Critique : La Horde Sauvage – La Dernière Marche

Affiche de La Horde Sauvage de Sam Peckinpah sur laquelle une bande d'hommes armés avancent côte à côte vers l'horizon. Des portraits de William Holden, Ernest Borgnine, Robert Ryan et Edmond O'Brien sont visibles en bas de l'affiche.

Réponse radicale au western spaghetti et au mythe de la conquête de l’Ouest, La Horde Sauvage porte toute la mélancolie du réalisateur Sam Peckinpah, artiste qui ne cessa de s’insurger contre Hollywood pour défendre un cinéma libre et dénonciateur des violences commises au nom de l’Histoire.

L’ironie féroce du cinéaste se ressent dès l’entrée d’une bande de bandits déguisés en soldats dans Starbuck, ville frontalière entre le Mexique et les Etats Unis.
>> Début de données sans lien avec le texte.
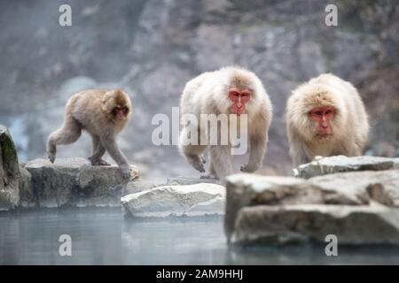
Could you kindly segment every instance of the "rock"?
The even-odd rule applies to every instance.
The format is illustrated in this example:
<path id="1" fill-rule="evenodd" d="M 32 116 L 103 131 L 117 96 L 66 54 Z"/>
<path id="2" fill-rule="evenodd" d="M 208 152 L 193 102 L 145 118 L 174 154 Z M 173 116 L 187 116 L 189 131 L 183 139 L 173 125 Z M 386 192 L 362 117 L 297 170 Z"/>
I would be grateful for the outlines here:
<path id="1" fill-rule="evenodd" d="M 239 211 L 256 204 L 323 203 L 322 192 L 303 179 L 239 173 L 226 179 L 224 228 L 228 238 Z"/>
<path id="2" fill-rule="evenodd" d="M 224 228 L 233 243 L 325 242 L 334 233 L 340 243 L 399 244 L 399 170 L 229 176 Z"/>
<path id="3" fill-rule="evenodd" d="M 399 168 L 399 158 L 379 157 L 335 156 L 317 157 L 308 164 L 293 169 L 295 177 L 309 179 L 315 176 L 351 171 L 380 171 Z"/>
<path id="4" fill-rule="evenodd" d="M 149 190 L 153 187 L 159 187 L 155 183 L 145 179 L 137 178 L 128 183 L 122 195 L 139 193 Z"/>
<path id="5" fill-rule="evenodd" d="M 233 242 L 287 244 L 309 240 L 339 245 L 399 244 L 399 210 L 382 205 L 258 205 L 242 209 Z"/>
<path id="6" fill-rule="evenodd" d="M 35 159 L 26 164 L 38 207 L 120 206 L 129 180 L 116 166 L 91 166 L 83 158 Z"/>
<path id="7" fill-rule="evenodd" d="M 167 185 L 176 186 L 176 185 L 194 185 L 200 183 L 207 184 L 218 184 L 221 185 L 222 182 L 217 179 L 207 179 L 207 178 L 197 178 L 197 177 L 184 177 L 179 176 L 176 178 L 168 178 Z"/>
<path id="8" fill-rule="evenodd" d="M 123 196 L 133 217 L 203 216 L 224 213 L 224 187 L 215 184 L 162 186 Z"/>
<path id="9" fill-rule="evenodd" d="M 20 167 L 17 151 L 7 128 L 0 125 L 0 210 L 14 209 L 20 203 Z"/>
<path id="10" fill-rule="evenodd" d="M 399 207 L 399 170 L 329 174 L 309 181 L 323 192 L 327 204 L 363 205 L 374 201 Z"/>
Entre regards hésitants et sourires aux habitants, les criminels ne s’attendent pas au massacre qu’ils sont sur le point d’engendrer en tentant de voler les fonds de la compagnie de chemin de fer. Des chasseurs de primes menés par un vieil ami du leader sont regroupés sur les toits et s’apprêtent à les prendre au piège.

Lors de la confrontation, les coupes sont nombreuses et les corps dansent au ralenti lorsqu’ils sont touchés avant de s’effondrer brutalement. Alors que des enfants faisaient s’affronter des scorpions et des fourmis rouges avant l’attaque, les chasseurs se réjouissent des meurtres, fouillent les corps à la recherche d’argent pendant que les criminels achèvent leur partenaire blessé après avoir pris la fuite.

Photo d'un corps touché par balles qui tombe au ralenti dans le film La Horde Sauvage de Sam Peckinpah.

La violence est omniprésente, à la fois lente et expéditive grâce aux ralentis s’enchaînant sur le montage unique de Lou Lombardo. Les coups sont durs mais les chutes paraissent douces. Peckinpah capte la mort comme une danse funeste qui fait écho au parcours des personnages, conscients qu’ils courent à leur perte mais prenant le temps de rire tant qu’il est encore temps.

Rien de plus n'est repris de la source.